Panic has gripped Jefferson County, New Jersey, after a deadly green anaconda reportedly about 15 to 16 feet long was spotted roaming about Lake Hopatcong several times in recent weeks.
State officials and other private citizens are now seeking to capture or kill it as the creature can turn extremely deadly when threatened.
Reptile specialist Gerald Andrejcak told NJ.com Friday that he had been tracking media reports about the snake on Facebook, but only learned it was the deadly green anaconda last Thursday, after spotting the reptile just before entering the lake by kayak at a boathouse in the area.
He said he informed local animal control officials about what he saw but was instructed to keep quiet about the snake's species to avoid panic.

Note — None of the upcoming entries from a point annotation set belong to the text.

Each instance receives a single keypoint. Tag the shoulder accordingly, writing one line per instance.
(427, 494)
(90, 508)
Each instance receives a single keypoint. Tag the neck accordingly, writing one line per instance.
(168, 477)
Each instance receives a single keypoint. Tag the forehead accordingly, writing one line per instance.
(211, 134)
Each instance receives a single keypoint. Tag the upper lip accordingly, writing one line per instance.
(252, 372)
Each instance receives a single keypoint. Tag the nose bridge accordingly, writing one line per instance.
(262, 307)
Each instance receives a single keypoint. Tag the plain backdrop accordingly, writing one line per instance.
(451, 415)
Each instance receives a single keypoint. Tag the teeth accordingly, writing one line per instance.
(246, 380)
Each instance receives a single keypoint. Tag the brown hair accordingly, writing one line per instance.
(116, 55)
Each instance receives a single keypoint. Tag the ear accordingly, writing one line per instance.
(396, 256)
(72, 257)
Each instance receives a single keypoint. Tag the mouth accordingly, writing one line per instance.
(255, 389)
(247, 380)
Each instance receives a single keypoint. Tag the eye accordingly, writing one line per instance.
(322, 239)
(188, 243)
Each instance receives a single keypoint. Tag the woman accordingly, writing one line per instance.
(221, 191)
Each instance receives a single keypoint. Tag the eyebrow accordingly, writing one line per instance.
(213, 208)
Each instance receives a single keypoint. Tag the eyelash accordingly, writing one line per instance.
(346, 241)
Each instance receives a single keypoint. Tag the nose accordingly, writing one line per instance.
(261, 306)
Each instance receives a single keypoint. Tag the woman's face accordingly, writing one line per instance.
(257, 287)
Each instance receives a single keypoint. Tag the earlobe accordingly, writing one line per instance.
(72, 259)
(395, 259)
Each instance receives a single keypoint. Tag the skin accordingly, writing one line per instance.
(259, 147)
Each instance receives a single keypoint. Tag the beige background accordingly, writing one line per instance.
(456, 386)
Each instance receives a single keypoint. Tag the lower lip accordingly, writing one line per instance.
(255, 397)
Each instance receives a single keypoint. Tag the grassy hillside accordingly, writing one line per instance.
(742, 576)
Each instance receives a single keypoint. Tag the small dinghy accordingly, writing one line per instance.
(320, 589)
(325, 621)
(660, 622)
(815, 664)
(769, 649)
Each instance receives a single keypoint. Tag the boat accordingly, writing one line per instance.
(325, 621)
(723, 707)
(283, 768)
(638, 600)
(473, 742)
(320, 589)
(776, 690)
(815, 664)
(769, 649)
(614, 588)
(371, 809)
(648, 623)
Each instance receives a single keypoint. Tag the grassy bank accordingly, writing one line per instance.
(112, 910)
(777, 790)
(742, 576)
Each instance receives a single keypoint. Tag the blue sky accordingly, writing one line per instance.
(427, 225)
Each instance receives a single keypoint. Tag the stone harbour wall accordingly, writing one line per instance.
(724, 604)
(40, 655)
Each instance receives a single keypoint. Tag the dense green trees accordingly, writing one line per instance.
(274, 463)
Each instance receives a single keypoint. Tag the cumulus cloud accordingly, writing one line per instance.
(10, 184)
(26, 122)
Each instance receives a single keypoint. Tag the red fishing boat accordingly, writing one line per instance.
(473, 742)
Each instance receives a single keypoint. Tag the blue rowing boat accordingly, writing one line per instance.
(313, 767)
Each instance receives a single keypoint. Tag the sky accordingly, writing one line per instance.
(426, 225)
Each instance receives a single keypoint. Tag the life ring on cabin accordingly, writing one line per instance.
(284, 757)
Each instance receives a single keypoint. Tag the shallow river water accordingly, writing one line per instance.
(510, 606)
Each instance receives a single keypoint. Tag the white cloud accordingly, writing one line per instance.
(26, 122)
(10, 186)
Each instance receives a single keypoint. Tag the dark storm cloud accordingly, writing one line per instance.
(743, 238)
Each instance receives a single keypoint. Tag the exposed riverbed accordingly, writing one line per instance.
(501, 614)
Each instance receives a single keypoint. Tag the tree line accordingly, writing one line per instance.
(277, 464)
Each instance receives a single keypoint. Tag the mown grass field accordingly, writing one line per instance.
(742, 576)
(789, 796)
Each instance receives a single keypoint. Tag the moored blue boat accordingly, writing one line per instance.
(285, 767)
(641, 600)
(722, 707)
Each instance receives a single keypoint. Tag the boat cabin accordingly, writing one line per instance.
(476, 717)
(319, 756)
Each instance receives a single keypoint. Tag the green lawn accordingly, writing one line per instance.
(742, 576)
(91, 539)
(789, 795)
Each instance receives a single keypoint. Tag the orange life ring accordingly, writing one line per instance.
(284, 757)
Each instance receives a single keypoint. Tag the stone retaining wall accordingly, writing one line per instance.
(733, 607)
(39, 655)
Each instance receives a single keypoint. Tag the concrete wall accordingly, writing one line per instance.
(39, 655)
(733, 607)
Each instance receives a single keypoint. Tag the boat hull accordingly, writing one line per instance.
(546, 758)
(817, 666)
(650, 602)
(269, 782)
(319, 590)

Now that the news has become public, however, he's telling all.
"It's a green anaconda," said Andrejcak, who has a degree in zoology and more than 20 years experience in handling and breeding large snakes. "I've known its species (since last week), but I was sworn to keep my mouth shut by local officials to avoid causing a panic. Now that there's a panic, I'm going on the record."
Green anacondas can grow more than 29 feet long and weigh up to 550 pounds, and Hopatcong animal control officer Dale Sloat is warning anyone who may come across it to beware.
"You don't want to touch it," Sloat told CBS. "You don't want to go toward it. You don't want to threaten it. It's not going to come at a person unless it's threatened, cornered, caught — then, it will squeeze you to death. This big a snake would be aggressive."
Tony Colantonio, who rents a property on the lake, told NJ.com that he has spotted the snake numerous times over the last two weeks and told local authorities, but they wouldn't believe him and their response left him very worried.
"(This information) needs to be out there," said Colantonio. "There's kids swimming in the lake, there's going to be people in the water this weekend, and my kids can't go in their backyard. It's a green anaconda, a predator, hunting all day every day. It's not a python that lives 80 percent of its life on land and only needs to eat once a month. It's one of the most aggressive snakes out there. It's been two weeks and (the township and state) have done nothing. Everybody I call just blows me off."
While boaters have since gone looking for the snake to eliminate the threat, Andrejcak, who estimated the reptile to be about 15 to 16 feet long with a head the size of his hand, is hoping to save it. He is worried that all the people now hunting the snake will do is to chase it to another part of the lake.
According to Colantonio, however, "If someone can kill it and get out of here that's fine. ... I want proof that it's gone. This thing's been living at my house. I should start charging it rent."